Genève

Le départ de Coty va créer un trou de plusieurs dizaines de millions de francs pour Genève

Le processus de licenciements au sein de la multinationale a commencé. Il pourrait mener à la disparition de 350 postes pour Genève. Un manque à gagner important pour le canton, alors que le budget 2020 est présenté jeudi

Le départ de Coty, entreprise spécialisée dans les cosmétiques basée à Genève, devient concret. Les 600 employés de HFC Prestige International Operations Switzerland Sàrl, l’entité juridique qui regroupe les activités genevoises, ont reçu lundi les premières informations concernant la procédure de consultation en vue des licenciements. Les documents officiels mentionnent le transfert «et/ou la suppression d’environ 350 emplois».
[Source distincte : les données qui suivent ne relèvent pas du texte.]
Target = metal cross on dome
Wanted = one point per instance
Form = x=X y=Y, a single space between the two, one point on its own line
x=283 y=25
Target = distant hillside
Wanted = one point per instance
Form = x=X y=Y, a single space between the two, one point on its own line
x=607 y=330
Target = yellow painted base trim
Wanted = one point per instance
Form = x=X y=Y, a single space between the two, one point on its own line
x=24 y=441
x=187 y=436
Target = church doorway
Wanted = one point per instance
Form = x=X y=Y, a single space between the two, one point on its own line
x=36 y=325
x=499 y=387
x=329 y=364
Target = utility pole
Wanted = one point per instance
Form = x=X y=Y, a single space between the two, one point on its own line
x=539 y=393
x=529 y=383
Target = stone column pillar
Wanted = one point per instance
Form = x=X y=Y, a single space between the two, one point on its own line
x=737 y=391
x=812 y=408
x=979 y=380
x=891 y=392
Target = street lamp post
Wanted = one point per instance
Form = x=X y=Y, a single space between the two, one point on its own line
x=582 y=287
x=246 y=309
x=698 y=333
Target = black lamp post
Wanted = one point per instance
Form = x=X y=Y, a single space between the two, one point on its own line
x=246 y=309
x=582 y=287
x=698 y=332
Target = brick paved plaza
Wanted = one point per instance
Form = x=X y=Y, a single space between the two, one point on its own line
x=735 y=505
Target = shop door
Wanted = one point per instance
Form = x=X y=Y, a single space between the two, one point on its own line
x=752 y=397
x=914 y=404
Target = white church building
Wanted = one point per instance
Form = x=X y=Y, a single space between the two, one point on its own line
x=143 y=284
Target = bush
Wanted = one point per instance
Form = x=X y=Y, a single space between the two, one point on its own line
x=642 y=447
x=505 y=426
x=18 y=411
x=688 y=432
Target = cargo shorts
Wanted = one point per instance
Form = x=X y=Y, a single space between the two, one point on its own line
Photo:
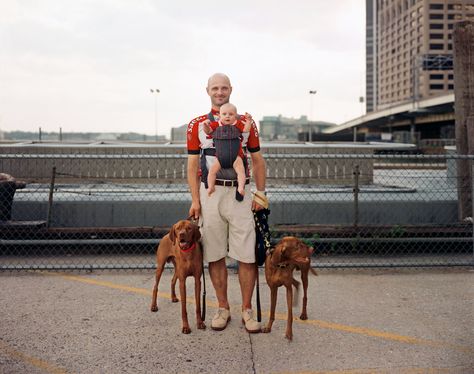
x=227 y=225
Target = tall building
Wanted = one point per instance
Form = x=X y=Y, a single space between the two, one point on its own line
x=409 y=49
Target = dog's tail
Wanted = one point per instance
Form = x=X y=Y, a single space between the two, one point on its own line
x=296 y=294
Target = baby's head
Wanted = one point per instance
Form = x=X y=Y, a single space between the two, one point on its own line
x=228 y=114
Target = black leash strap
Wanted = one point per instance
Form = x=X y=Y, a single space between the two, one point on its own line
x=203 y=310
x=262 y=248
x=259 y=307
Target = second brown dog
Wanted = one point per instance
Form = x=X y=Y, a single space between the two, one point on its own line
x=289 y=254
x=181 y=247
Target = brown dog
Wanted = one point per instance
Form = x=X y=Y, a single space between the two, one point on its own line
x=289 y=254
x=181 y=247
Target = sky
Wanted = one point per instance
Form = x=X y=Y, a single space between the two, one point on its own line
x=89 y=65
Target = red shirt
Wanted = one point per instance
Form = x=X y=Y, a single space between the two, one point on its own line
x=197 y=139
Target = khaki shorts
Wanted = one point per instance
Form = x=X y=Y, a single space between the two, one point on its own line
x=227 y=225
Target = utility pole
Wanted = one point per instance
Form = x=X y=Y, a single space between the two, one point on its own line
x=311 y=95
x=155 y=93
x=463 y=40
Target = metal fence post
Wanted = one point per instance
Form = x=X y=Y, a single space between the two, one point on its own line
x=356 y=195
x=50 y=200
x=472 y=208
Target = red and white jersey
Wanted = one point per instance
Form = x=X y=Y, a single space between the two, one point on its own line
x=198 y=140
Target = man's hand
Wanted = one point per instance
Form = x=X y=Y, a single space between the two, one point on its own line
x=256 y=207
x=195 y=210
La multinationale a entamé un plan d’économies qui implique le déménagement de son siège fiscal de Genève vers Amsterdam au 1er juillet 2020. Des salariés travaillant actuellement à Londres, New York, Paris et Genève verront l’unité à laquelle ils sont rattachés être délocalisée aux Pays-Bas.

Lire aussi: Coty se recentre à Amsterdam au détriment de Genève

Dans le détail, la migration de la Suisse vers les Pays-Bas concerne les équipes qui travaillent dans les départements suivants: Supply Chain, Consumer Beauty, Export Europe, Travel Retail ainsi que les personnes qui œuvrent dans les fonctions de support et dans le Corporate, énumère un document officiel. La division Coty Professional Beauty (la marque Wella) ainsi que les équipes de recherche et développement sont maintenues à Genève.

HFC Prestige International Operations Switzerland Sàrl est également l’entité fiscale qui regroupe les revenus de la multinationale à l’étranger et qui est au bénéfice d’un forfait fiscal à Genève. Le transfert du siège fiscal sera donc opéré en juillet prochain.

Départ de l’unité la plus rentable

Un connaisseur du dossier souligne que l’activité Travel Retail, soit le Duty Free, est la plus rentable de Coty. Genève concentre un nombre élevé de dirigeants, continue cette source, des dizaines de cadres dont les salaires atteignent aisément les 400 000 francs par an. En prenant une moyenne basse de salaire de 150 000 francs par année pour les 350 personnes concernées, on peut évaluer le manque à gagner pour le canton à plus de 10 millions de francs, rien que pour l’imposition des personnes physiques.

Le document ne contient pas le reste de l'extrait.